At a time when much of our literature is awash with pronouncements of gloom and doom, Burt and Margie Liebert’s new book, Out of the Cage, is Eleanor Roosevelt’s proverbial candle in the darkness. For over half a century we have been regaled with dire warnings of nuclear war, greenhouse gasses, global warming, climate change, and the coming storms, floods, droughts, fires, and loss of planetary species.

Not that we can afford to ignore these warnings. The threat is real. But beyond warnings we need a plan. That plan is clearly laid out in Out of the Cage. While the book does deal with the usuals of green technology––solar panels, wind generators––it also goes well beyond.

Don’t be afraid to get your head out of the cage, the authors are saying, and visualize a whole new way of life. I find it interesting that their solution lies not in endlessly generating more and more energy, but in needing less, on finding satisfaction in human relationships instead of the never-ending quest for wealth and possessions. It is a treatise on humanism, on ethical living.
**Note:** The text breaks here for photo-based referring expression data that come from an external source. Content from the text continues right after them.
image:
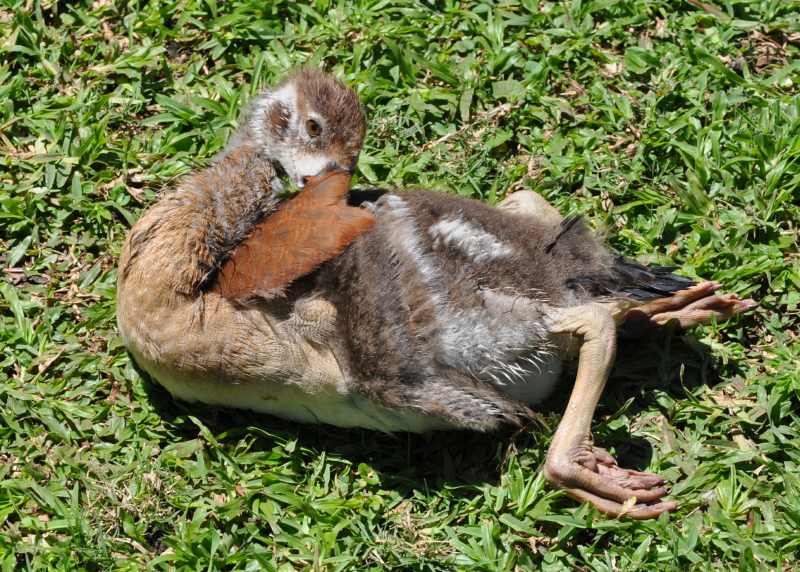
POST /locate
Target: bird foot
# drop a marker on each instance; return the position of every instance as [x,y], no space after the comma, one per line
[591,474]
[694,306]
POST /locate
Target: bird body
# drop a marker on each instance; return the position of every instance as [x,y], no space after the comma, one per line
[419,311]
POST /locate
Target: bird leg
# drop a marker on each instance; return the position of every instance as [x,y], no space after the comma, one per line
[585,472]
[694,306]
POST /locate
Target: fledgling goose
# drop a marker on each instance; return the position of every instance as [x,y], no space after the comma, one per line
[442,312]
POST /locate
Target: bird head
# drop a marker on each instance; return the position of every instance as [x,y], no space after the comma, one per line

As frosting on the cake, we get an intriguing love story, featuring Gordon van Cleve, wealthy, sophisticated New York business executive, who views the concept with deep distaste. I wondered as I read, if Gordon was really me, finding the whole idea a bit unrealistic. But on second thought, maybe . . . . And finally, the idea came together so logically, I wonder why it isn’t our prevailing life style. I would have liked the authors to tell us how to get there from here. But on the other hand, it leaves a challenge for us to get our heads out of the cage and build a world that will allow our children and grandchildren to experience the same gloriously abundant planet we enjoy today.